Banding together

EOWYN LEMAY IVEY Frontiersman reporter

About 120 people attend Valley suicide prevention conference

WASILLA — Show you care. Ask the question. Get help.

These are the primary steps in preventing youth suicide, according to a keynote speaker at a conference in Wasilla last week. And a group of Valley residents is committed to getting that message out.

During an all-day conference organized by Burchell High School, more than 100 school nurses, counselors, mental-health professionals, teachers and parents of suicide victims met to look for ways to stop an apparent epidemic of suicide among Mat-Su youths.

At least nine and as many as a dozen Mat-Su teens have taken their own lives during the past 18 months.

Around 120 people attended last week's free conference, funded by a federal grant. In the end, a group of attendees formed a local committee with sights set on creating a suicide prevention plan.

"We're really excited about the level of commitment," said Diane Demoski, school nurse at Burchell High.

The conference started out with keynote speaker Dr. Brooke Randell, the director of prevention programs for the Reconnecting Youth Prevention Research Program and a research professor at the University of Washington.

During the morning session, Randell presented a statewide plan to prevent suicide, which she helped implement in Washington during the past several years. She also provided data from her own research having to do with teen suicide.

Washington's plan included a media campaign which focused on showing teens that you really care by listening to what they say, asking them if they have considered hurting themselves and finding help for them — "Show you care. Ask the question. Call for help."

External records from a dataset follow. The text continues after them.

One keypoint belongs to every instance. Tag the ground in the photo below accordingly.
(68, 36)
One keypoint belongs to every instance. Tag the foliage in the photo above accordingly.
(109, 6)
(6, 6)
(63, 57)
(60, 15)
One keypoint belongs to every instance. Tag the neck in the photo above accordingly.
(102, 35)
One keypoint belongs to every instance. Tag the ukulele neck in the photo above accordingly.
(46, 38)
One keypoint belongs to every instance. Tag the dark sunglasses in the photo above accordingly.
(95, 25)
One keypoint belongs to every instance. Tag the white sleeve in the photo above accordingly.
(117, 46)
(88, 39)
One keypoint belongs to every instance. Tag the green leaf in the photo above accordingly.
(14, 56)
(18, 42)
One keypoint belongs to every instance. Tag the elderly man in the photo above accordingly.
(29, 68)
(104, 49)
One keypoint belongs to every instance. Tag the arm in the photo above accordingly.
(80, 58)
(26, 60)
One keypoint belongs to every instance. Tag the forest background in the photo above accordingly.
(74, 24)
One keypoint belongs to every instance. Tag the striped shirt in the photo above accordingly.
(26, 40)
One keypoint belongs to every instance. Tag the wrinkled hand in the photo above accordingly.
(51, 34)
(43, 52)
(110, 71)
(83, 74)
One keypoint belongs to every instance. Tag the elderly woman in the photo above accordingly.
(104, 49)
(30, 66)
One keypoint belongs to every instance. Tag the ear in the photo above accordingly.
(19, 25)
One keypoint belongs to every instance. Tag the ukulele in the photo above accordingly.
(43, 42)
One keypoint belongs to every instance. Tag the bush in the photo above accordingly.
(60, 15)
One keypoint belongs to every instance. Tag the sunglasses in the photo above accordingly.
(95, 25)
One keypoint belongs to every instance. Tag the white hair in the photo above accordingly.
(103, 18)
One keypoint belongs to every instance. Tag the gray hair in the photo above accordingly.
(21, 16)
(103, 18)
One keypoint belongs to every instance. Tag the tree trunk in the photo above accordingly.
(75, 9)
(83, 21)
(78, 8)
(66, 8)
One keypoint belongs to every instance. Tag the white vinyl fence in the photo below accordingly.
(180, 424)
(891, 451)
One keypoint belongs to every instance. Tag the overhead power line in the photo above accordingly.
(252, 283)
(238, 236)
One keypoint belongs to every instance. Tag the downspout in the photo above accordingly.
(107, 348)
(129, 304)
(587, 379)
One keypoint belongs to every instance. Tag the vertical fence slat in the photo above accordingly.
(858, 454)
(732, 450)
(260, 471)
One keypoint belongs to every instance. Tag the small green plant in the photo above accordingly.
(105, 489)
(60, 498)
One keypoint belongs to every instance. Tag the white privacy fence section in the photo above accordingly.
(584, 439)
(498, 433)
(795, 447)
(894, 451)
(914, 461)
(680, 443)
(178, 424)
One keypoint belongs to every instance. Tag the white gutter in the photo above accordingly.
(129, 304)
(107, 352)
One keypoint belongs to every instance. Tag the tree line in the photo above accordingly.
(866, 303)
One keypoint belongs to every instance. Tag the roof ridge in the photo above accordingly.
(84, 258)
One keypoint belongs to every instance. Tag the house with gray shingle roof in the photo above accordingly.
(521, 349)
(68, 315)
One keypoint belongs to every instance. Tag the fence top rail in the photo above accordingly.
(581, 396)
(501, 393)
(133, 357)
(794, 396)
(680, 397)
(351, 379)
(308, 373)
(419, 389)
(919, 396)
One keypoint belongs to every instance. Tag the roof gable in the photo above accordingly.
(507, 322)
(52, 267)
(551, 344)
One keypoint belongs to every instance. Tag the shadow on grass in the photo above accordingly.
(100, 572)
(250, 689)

Randell also addressed some of the barriers to prevention, such as a community-wide fear of talking about suicide and a lack of awareness that there is even a problem.

"You need to deal with these things in order to bring people on board," she told the group.

Randell also discussed the political and financial hurdles that make a preventive program difficult. But in the end, she emphasized that even taking an hour or so to talk with a teen-ager honestly and compassionately can make a difference.

Following Randell's presentation, around 20 conference attendees met for an afternoon session which ended with the formation of local committee.

"Everyone agreed we wanted to come up with a suicide prevention plan for the Valley," Demoski said.

She said the next steps will be to research grant options and look at what various agencies are already doing that could fit into a community-wide plan.

Wasilla resident Joann Biesemeyer attended the conference and is a member of the new committee. She said she and other parents of suicide victims are among those who will be dedicated to the cause, but she added that the effort has to come from the entire community.

"I think everyone needs to be involved," she said.

Biesemeyer said she found the conference interesting, but at times difficult as well. She said a strong stigma is attached to those who commit suicide, and to their surviving family members as well. But she said she feels the survivor's perspective is an important one to include.

"Until you have been there, no one truly knows what it is like," she said of losing a loved one to suicide.

The suicide prevention committee will have its first official meeting on Feb. 1 at Burchell High School.

Biesemeyer and other survivors of a loved one's suicide have also formed a support group, which will meet from 7 p.m. to 9 p.m. Feb. 19 at the Trinity Barn on the Palmer-Wasilla Highway.